Thursday, August 20, 2009

A Bone To Pick With ESPN

I rarely like to call out professional writers, unless I have a good reason. Today, I have to call out Jayson Stark. In his weekly "Rumblings and Grumblings" column, he decided to talk about the struggling closer position for most of the contenders. Here is what Stark said about the Rays:

The Rays got to the World Series last year via the mix-and-match bullpen hodgepodge route after Troy Percival went down. They're trying it again this year.
They've already had eight different relievers save at least one game. And they've had 14 different relievers finish a game. So one thing you can say about Joe Maddon, besides the fact that he sure looks cool in black hair: He's no push-button manager.

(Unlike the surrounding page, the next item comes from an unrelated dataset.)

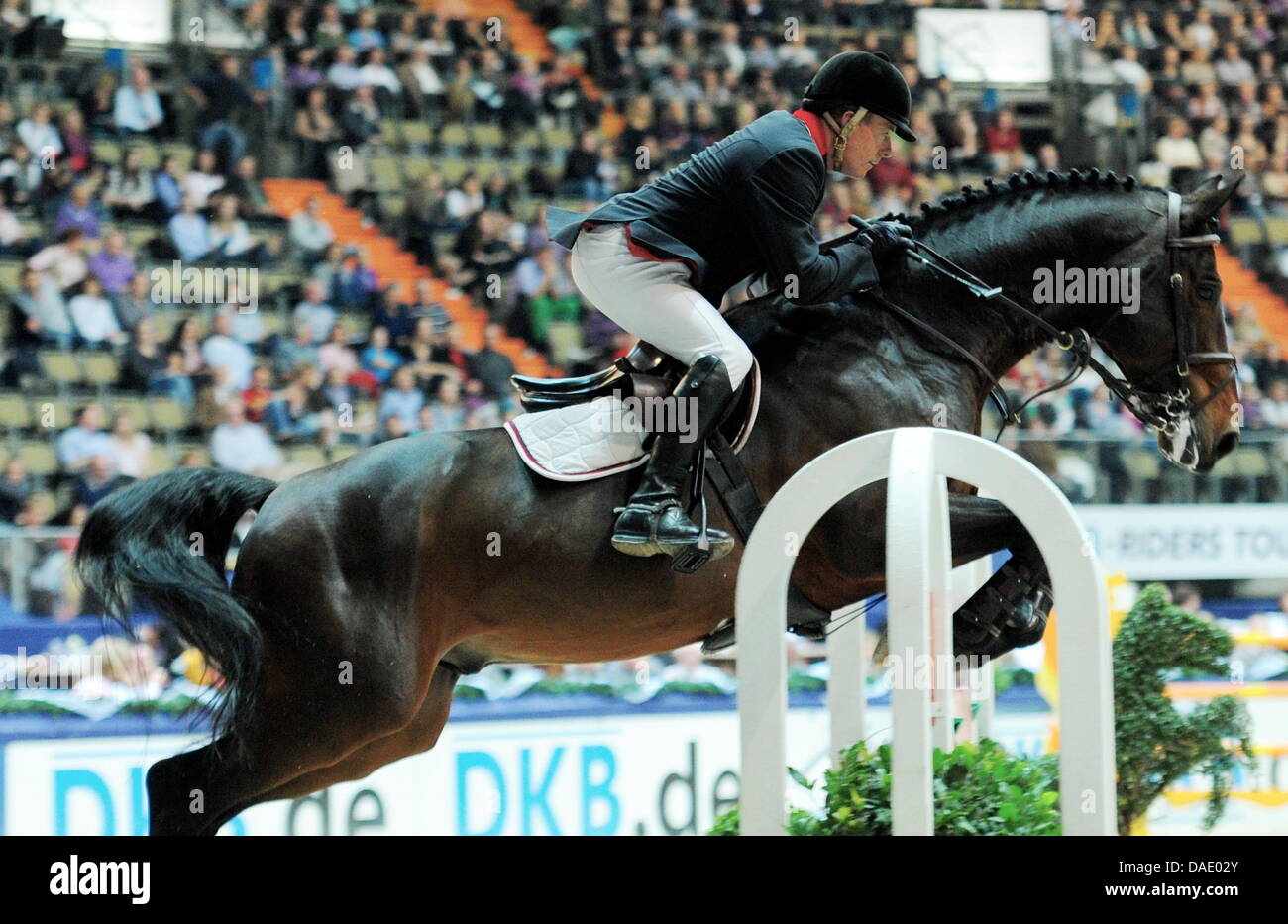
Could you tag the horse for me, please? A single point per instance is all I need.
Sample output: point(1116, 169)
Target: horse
point(365, 589)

The good news for them is that, believe it or not, 14 teams in the division-play era have made it to the postseason in years in which at least eight different pitchers saved a game. But the bad news is, only three of those teams -- the 2003 Red Sox, 1991 Braves and 1992 Braves -- have won a postseason series.
And the worst news is, none of those 14 won it all. So as much as some people in this sport would love to disprove the necessity of the one-monster-closer concept, reality isn't cooperating very well.
The funny thing is, though, that the Rays have had a remarkable flair for making this work. They've blown only one save in the ninth inning all year -- and it was by a pitcher (Isringhausen) who isn't even on their active roster anymore.
Nevertheless, says one scout, "They might be No. 1 on this list for me, because the pitchers they're using back there are not really 'closers.' It's just a collage of guys trying to do a job. On the right day, it can work. But on other days, you say, 'What are they thinking?'"

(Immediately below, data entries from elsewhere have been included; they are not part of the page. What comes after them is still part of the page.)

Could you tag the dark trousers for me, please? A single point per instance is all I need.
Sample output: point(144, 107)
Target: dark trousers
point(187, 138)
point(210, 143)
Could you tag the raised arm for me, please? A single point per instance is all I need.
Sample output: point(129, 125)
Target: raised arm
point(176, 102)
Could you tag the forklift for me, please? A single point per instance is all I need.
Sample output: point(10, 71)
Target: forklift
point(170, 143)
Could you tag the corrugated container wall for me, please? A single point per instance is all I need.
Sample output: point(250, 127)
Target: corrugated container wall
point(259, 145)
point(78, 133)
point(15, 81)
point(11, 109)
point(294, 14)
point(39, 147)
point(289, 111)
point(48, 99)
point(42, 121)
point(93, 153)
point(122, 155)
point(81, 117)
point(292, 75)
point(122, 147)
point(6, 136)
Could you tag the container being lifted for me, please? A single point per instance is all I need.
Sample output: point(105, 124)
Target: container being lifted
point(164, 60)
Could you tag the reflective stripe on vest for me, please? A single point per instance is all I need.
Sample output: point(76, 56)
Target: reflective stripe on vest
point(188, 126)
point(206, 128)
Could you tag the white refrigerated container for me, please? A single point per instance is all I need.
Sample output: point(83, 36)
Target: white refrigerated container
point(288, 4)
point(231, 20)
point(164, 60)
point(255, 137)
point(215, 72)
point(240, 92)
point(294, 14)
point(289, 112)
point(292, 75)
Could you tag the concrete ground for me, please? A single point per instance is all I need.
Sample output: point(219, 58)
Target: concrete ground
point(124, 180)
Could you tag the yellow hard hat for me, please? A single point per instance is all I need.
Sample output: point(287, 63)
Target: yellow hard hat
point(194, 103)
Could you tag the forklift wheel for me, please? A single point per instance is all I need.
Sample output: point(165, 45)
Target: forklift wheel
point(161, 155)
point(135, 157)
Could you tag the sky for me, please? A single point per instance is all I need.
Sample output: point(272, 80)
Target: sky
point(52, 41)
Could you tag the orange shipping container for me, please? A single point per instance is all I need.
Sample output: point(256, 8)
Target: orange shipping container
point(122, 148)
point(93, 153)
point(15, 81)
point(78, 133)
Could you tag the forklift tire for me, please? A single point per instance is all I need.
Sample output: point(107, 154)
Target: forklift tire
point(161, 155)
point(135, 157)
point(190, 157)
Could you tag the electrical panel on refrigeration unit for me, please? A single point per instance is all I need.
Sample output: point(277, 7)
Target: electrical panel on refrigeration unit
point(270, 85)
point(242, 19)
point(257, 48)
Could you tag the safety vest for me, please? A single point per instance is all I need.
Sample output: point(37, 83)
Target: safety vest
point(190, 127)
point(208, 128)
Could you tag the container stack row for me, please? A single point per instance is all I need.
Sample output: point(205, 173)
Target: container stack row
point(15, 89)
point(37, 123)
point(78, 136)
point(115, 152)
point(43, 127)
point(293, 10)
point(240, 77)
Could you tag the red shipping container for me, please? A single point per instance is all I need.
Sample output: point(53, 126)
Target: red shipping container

There is one major thing missing in this piece, and it's the name J.P. Howell, the Rays' closer. Yes, Joe Maddon likes to mix and match his matchups, especially in the latter innings of a ballgame. Maddon does NOT do this in the 9th inning anymore. The Rays have their go-to-guy, and it's J.P. Howell. In an article about closers and a long paragraph about the Rays, Howell's name wasn't even mentioned. This is preposterous. Stark discusses closers being solid if they have under a 2.50 ERA. Well Mr. Stark, Howell's ERA is right now 2.18. Sure, Howell only has 14 saves, but he has only been the closer since June. Stark mentions Howell in this article under the list of closers with the worst save percentage, noting Howell's percentage is 73.8. He did not look at the fact that Howell has only 3 blown saves since May 23, the day that Troy Percival was placed on the disabled list. The last of his blown saves was June 9. Funny, Jonathan Pabblebon has also blown 3 saves since May 23rd. And let's not forget that J.P. Howell has a 6-1 record since May 23rd.

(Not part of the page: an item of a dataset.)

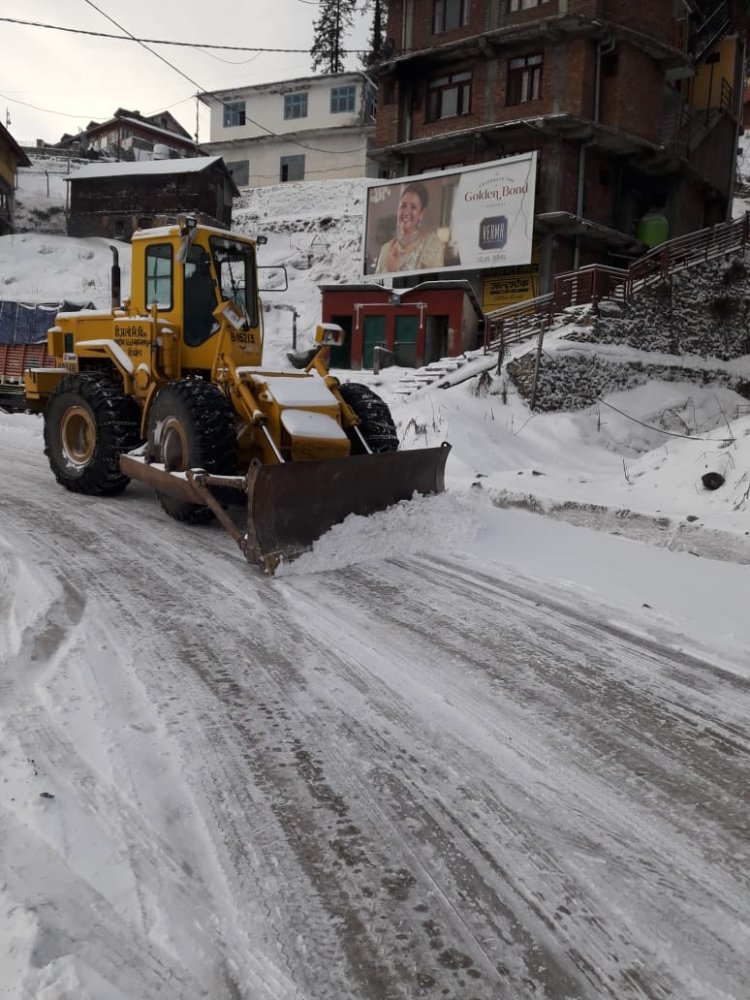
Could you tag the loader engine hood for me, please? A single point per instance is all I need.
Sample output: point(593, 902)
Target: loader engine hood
point(308, 414)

So, Jayson Stark, I am really disappointed in your article. I was not with you when you wrote this so I will not guess as to what you looked at and didn't, but it seems to me that you did not give your fair time to J.P. Howell. He may very well be the Rays' 2009 team MVP and easily could have been an all-star. J.P. Howell deserves a lot more respect than this. It doesn't take a rocket scientist to figure that out.